Prozesse beschleunigen
„Wir halten uns an alle Auflagen, wir beschleunigen die Prozesse nur“, sagte Bachmann. Der Swissmedic-Sprecher bestätigte, dass in begründeten Fällen, etwa wenn es um lebensbedrohliche Krankheiten wie Covid-19 gehe, befristete Zulassungen schon vor Abschluss der klinischen Studien erteilt werden könnten. Die Studien selbst müssen aber auch genehmigt werden. Das allein brauche zwar sonst Wochen, könne aber in dieser besonderen Situation innerhalb von Tagen erfolgen, hieß es.
Drei Phasen
Erst die Studienergebnisse der insgesamt drei Phasen werden zeigen, ob sich der Impfstoff-Kandidat als hinreichend wirksam erweist und ob er frei von nicht akzeptablen oder gar gefährlichen Nebenwirkungen ist. Bachmann setzt auf ein Verfahren mit virenähnlichen Partikeln, die im Körper eine Abwehrreaktion auf den neuen Erreger auslösen sollen. Damit wäre das Immunsystem gewappnet, im Ernstfall bei einer Infektion die eindringenden Viren erfolgreich abzuwehren. Mit virenähnlichen Partikeln funktionieren auch die Impfstoffe gegen das Papilloma-Virus (HPV), das Gebärmutterhalskrebs auslösen kann, und Hepatitis B.
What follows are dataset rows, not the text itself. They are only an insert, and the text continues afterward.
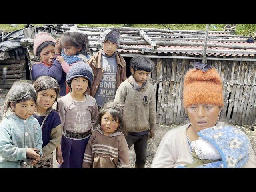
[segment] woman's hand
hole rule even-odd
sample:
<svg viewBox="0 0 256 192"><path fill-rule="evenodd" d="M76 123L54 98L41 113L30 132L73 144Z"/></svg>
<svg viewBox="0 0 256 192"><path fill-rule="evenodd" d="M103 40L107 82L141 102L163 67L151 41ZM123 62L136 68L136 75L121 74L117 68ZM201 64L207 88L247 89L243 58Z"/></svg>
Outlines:
<svg viewBox="0 0 256 192"><path fill-rule="evenodd" d="M62 157L62 153L60 149L56 149L56 160L57 162L60 164L63 163L63 157Z"/></svg>
<svg viewBox="0 0 256 192"><path fill-rule="evenodd" d="M38 150L35 148L28 148L27 157L32 159L37 159L39 158L40 159L40 155L36 153L35 150L37 151Z"/></svg>
<svg viewBox="0 0 256 192"><path fill-rule="evenodd" d="M155 130L150 130L150 132L148 133L148 136L150 139L154 139L155 137Z"/></svg>
<svg viewBox="0 0 256 192"><path fill-rule="evenodd" d="M60 44L60 38L58 38L56 40L55 47L54 47L54 52L55 53L60 53L61 52L61 44Z"/></svg>
<svg viewBox="0 0 256 192"><path fill-rule="evenodd" d="M62 56L57 56L56 60L60 62L60 63L62 63L62 62L64 61L64 58L63 58L63 57L62 57Z"/></svg>

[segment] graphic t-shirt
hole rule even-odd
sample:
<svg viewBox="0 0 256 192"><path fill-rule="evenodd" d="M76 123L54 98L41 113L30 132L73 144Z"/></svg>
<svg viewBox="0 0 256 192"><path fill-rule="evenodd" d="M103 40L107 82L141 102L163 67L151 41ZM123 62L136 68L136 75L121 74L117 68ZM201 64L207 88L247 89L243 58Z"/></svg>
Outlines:
<svg viewBox="0 0 256 192"><path fill-rule="evenodd" d="M97 104L99 107L108 102L114 101L117 72L116 53L109 56L102 51L102 56L101 63L104 72L94 97Z"/></svg>

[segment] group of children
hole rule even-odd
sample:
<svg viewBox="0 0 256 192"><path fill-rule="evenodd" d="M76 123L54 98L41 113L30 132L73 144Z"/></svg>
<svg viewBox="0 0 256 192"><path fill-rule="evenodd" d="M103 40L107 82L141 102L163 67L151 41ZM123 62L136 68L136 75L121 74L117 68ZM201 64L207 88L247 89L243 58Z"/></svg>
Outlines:
<svg viewBox="0 0 256 192"><path fill-rule="evenodd" d="M52 168L55 149L61 168L127 168L132 144L136 167L144 166L148 136L154 138L156 127L148 80L154 64L135 57L126 79L125 61L116 51L119 31L99 37L103 48L89 58L82 34L56 40L47 33L36 35L34 52L42 62L32 67L32 84L15 82L7 94L0 168Z"/></svg>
80 Impfstoff-Projekte allein in Deutschland
Seit Ausbruch der Covid-19-Epidemie sind nach Angaben des Verbands forschender Arzneimittelhersteller in Deutschland mindestens 80 Impfstoffprojekte angelaufen, vier Wirkstoffe werden demnach bereits in klinischen Studien in China und den USA getestet.
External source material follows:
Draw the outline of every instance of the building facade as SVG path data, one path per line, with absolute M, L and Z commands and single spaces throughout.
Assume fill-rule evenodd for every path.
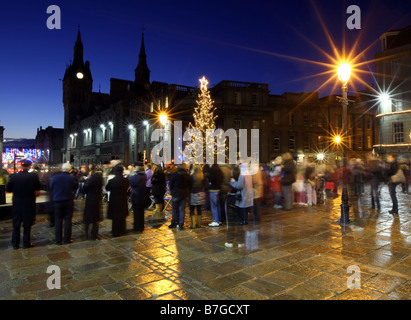
M 390 30 L 379 38 L 381 51 L 375 56 L 380 92 L 379 143 L 382 155 L 411 157 L 411 26 Z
In Deutschland werden nach Angaben von PEI-Präsident Klaus Cichutek in diesem Jahr voraussichtlich insgesamt vier klinische Studien mit einem Impfstoffkandidaten starten. Dass bereits in diesem Jahr ein erster zugelassener Impfstoff für die allgemeine Bevölkerung bereit steht, hält Cichutek für unwahrscheinlich.